Comment ce livre peut-il y contribuer ?

En cassant les codes. La question des luttes pour les droits des femmes est sans cesse minimisée et attaquée. Les féministes sont caricaturées à outrance, victimes d’attaques violentes et rabaissées à une sous catégorie de dingues. C’est un procès indigne fait à des femmes tenaces et courageuses qui œuvrent pour une société consciente et plus juste. En tant qu’homme j’ai cherché à contribuer à cette lutte, sans parasiter la parole des concernées.

Dessiner est une solution parfaite, elle me permet d’exprimer des idées et de délivrer des messages, sans me mettre en avant en tant qu’individu au sens physique du terme.
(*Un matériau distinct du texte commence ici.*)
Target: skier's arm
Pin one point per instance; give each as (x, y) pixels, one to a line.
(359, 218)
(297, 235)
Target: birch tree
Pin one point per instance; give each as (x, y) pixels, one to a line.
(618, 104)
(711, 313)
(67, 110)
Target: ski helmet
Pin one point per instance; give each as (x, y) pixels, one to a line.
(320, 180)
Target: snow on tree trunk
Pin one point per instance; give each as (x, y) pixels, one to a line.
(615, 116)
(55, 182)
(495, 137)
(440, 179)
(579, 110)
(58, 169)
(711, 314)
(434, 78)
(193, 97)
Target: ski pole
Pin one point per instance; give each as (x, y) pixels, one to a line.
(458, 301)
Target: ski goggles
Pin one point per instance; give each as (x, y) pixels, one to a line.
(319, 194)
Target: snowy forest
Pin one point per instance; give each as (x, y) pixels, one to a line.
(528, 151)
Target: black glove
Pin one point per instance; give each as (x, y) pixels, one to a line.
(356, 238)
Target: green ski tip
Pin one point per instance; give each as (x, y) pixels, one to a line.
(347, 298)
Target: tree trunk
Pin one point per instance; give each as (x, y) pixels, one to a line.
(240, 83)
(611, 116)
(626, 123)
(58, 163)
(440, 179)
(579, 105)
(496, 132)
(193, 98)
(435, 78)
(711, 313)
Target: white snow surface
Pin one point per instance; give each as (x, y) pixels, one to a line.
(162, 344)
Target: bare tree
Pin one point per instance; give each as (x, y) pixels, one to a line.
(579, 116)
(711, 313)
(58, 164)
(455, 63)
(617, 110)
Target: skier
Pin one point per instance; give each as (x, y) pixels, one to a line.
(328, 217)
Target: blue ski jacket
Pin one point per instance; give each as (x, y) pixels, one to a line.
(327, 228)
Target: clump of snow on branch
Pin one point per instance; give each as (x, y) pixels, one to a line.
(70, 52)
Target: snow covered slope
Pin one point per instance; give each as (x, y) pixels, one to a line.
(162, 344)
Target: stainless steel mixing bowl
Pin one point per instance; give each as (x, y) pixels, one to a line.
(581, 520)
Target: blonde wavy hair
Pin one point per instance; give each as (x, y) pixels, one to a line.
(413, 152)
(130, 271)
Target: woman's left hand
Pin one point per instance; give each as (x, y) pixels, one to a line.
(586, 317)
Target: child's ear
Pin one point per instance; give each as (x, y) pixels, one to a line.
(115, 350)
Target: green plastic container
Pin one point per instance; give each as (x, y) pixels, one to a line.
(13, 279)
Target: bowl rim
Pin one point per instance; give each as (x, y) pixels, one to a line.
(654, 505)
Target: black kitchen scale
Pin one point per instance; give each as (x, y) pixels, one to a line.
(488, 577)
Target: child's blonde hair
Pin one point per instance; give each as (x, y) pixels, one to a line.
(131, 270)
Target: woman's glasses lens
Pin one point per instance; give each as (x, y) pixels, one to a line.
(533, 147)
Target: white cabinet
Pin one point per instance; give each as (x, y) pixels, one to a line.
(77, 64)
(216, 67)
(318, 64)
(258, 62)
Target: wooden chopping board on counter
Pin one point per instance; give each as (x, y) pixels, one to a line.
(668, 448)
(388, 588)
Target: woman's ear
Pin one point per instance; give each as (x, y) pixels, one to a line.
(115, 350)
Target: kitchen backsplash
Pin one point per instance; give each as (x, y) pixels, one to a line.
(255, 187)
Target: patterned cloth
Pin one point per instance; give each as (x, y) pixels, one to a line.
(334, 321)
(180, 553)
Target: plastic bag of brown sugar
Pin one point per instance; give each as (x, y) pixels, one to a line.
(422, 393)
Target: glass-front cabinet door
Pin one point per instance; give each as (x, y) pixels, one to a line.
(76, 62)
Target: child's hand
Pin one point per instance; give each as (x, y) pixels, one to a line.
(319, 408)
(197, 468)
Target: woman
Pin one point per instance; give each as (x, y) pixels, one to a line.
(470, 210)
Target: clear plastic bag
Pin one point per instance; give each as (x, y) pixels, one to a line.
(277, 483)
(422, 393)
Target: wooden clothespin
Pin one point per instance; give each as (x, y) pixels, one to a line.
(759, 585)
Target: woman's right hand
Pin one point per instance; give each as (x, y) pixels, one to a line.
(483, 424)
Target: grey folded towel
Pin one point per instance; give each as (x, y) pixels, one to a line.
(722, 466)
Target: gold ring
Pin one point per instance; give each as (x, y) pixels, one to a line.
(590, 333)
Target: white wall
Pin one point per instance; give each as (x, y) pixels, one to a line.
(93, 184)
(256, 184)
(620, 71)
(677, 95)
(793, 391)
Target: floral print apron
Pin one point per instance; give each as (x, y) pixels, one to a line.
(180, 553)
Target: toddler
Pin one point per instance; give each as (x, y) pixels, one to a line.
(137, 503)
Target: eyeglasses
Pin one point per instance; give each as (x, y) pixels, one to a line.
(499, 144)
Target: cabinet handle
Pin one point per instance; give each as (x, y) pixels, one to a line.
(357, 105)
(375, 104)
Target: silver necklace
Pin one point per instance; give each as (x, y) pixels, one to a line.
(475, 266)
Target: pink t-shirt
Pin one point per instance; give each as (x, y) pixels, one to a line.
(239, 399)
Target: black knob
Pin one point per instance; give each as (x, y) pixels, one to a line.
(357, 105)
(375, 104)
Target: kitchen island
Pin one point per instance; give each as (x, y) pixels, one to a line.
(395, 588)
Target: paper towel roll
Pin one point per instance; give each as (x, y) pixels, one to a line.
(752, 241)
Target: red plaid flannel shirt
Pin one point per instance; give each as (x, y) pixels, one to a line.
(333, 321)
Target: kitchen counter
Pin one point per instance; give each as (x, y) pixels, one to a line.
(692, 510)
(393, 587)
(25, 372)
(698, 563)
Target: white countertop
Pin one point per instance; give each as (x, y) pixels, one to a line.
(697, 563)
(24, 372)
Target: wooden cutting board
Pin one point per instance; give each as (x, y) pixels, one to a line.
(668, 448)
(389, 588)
Mes dessins vivent en dehors de moi.

Ils sont une interface qui me permet de militer sans envahir l’espace, Visant n’étant plus in fine qu’une signature en bas de page. Et comme je ne suis pas friand des projecteurs, cette forme de confidentialité me convient parfaitement.

Vous dites dans la présentation que ce combat est tristement d’actualité…

En 2016, nous devons encore batailler pour des questions élémentaires : égalité salariale et de carrière, partage des tâches, violences sociétales, stéréotypes, droit à disposer de son corps ; la liste n’est pas exhaustive.

C’est absolument inacceptable. Aucune société dite « évoluée » ne devrait tolérer un tel système oppressif basé uniquement sur une discrimination de genre. Nos parentes, nos mères, nos compagnes, nos sœurs, nos filles, nos amies ne sont pas des êtres de seconde zone.

On parle de plus de la moitié de l’humanité. Quand par exemple des droits fondamentaux comme l’IVG sont régulièrement remis en cause il est impératif de s’y opposer. La colère est légitime, et nécessaire pour mettre fin à ce gâchis.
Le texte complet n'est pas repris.